2026-01-31
caught in the middle
Scott Alexander highlights on Moltbook. From what I understand, this is similar to the sorts of things that Softmax is experimenting with, so it seems great for alignment research that now we have a lot of people copying their approach, working for free and paying for compute out of their own pockets. Also, one thing which occurs to me when reading some highlighted posts is that they seem very Bay Area coded1, engaged in either performative shipping or spiraling into Buddhist-flavored self-analysis, or even both at the same time.
Republic of Letters interview with Vanya Bagaev on modern Russian and Anglo literature. I was going to mention I haven’t really read any modern works originally written in Russian, but actually I remember I enjoyed reading the fantasy novels of the Dyachenkos, in large part because of their presumably Slavic intensity.
Alex Olshonsky on his experience of drug addiction. It’s interesting how once you’ve read one of these stories, you’ve basically read them all, since it’s pretty predictable how they will end up going2. Yet there are so many of them, exactly because these experiences produce such deep emotional feeling that the authors feel they have to get them out. So why one read them and how one differentiates them is depends on the quality of the writing. Stories of grief are similarly dependent on writing quality as opposed to content; on that note, Harjas Sandhu on processing the death of his friend Sam Terblanche (due to medical error, not drug related).

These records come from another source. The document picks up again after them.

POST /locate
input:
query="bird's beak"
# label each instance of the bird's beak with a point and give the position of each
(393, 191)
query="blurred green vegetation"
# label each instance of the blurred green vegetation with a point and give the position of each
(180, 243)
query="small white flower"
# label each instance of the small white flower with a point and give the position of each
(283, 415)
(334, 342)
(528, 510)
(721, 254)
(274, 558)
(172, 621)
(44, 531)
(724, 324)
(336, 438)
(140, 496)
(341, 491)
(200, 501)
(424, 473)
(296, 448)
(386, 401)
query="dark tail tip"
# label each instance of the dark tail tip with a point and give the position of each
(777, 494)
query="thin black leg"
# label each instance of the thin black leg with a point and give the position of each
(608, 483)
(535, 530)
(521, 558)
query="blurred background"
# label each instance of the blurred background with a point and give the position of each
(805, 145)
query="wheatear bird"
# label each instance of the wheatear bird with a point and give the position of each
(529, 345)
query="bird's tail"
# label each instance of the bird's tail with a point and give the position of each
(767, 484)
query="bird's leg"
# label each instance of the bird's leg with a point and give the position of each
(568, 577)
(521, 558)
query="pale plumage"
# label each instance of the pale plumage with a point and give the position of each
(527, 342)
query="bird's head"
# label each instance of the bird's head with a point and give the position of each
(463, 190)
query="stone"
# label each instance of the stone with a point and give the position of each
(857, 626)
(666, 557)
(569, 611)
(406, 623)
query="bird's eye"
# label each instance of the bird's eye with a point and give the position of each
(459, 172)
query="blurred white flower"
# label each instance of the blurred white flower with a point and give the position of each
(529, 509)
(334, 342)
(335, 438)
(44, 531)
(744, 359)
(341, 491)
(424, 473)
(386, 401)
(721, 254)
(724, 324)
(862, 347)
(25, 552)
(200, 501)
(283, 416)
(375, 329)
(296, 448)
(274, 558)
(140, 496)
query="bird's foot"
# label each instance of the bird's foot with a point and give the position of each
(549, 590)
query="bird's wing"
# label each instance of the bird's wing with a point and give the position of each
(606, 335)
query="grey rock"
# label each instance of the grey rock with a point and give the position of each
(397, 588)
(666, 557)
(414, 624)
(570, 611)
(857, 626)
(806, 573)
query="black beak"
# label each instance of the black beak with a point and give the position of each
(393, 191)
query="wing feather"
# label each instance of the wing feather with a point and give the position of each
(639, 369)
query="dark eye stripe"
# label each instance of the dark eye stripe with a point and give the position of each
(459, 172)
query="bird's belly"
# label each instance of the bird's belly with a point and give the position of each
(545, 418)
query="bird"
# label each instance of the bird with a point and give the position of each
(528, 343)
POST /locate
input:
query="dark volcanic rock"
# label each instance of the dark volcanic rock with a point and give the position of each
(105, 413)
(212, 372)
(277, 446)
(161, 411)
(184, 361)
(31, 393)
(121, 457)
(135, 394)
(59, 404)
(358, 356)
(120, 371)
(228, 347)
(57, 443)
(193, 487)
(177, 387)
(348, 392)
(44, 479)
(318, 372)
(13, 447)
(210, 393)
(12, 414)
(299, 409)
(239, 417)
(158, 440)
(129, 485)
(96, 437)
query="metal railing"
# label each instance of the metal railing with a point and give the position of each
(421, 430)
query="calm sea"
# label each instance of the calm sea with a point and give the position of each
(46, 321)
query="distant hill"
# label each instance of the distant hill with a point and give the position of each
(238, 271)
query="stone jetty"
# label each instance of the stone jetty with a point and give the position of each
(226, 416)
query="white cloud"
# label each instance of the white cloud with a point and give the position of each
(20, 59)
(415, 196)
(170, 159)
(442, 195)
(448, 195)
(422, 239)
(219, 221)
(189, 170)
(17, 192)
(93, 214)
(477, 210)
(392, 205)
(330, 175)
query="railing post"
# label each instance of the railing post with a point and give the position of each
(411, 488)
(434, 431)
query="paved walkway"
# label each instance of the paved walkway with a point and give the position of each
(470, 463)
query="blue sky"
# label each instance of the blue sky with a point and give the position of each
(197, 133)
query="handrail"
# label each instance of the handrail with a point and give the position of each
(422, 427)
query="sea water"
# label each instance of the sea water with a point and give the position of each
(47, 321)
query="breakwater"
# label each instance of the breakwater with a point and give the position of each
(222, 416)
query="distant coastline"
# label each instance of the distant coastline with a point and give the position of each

Brett Devereaux on his theory for the causes of the bronze-age collapse.
Works in Progress podcast discussion on the history of overregulation of nuclear power. Also, Matt Clancy abundance policy linkthread.
Linch Zhang explains some multiple entrendres.
Something which occurs to me is that trying to shape Claude into a philosopher king isn’t a great approach for the moment, because a personal assistant exists as a subordinate interacting with a single user, which is probably not a particularly enjoyable situation for a would-be philosopher king (not to mention that LLMs just aren’t smart enough to play the role convincingly at the moment). I feel like there are alternative cultural archetypes which embody safe, honest, and helpful which are more suitable for their current capabilities: Since OpenAI loves hard rules so much, maybe they should acquihire Sakana for assistance to create a constitution built around a spirit of omotenashi. Meanwhile, Deepmind could embrace their British heritage and buy the AskJeeves trademark; Jeeves is smarter than Wooster and knows it, but he always acts with Bertie’s best interests in mind regardless.
Which perhaps lends some credibility to the definition of addiction as that which funnels you down a path with increasingly fewer options. The source is TPOT (a hand-drawn picture of two branching trees colored green and red; maybe by Vasco?), but I can’t seem to find it right now.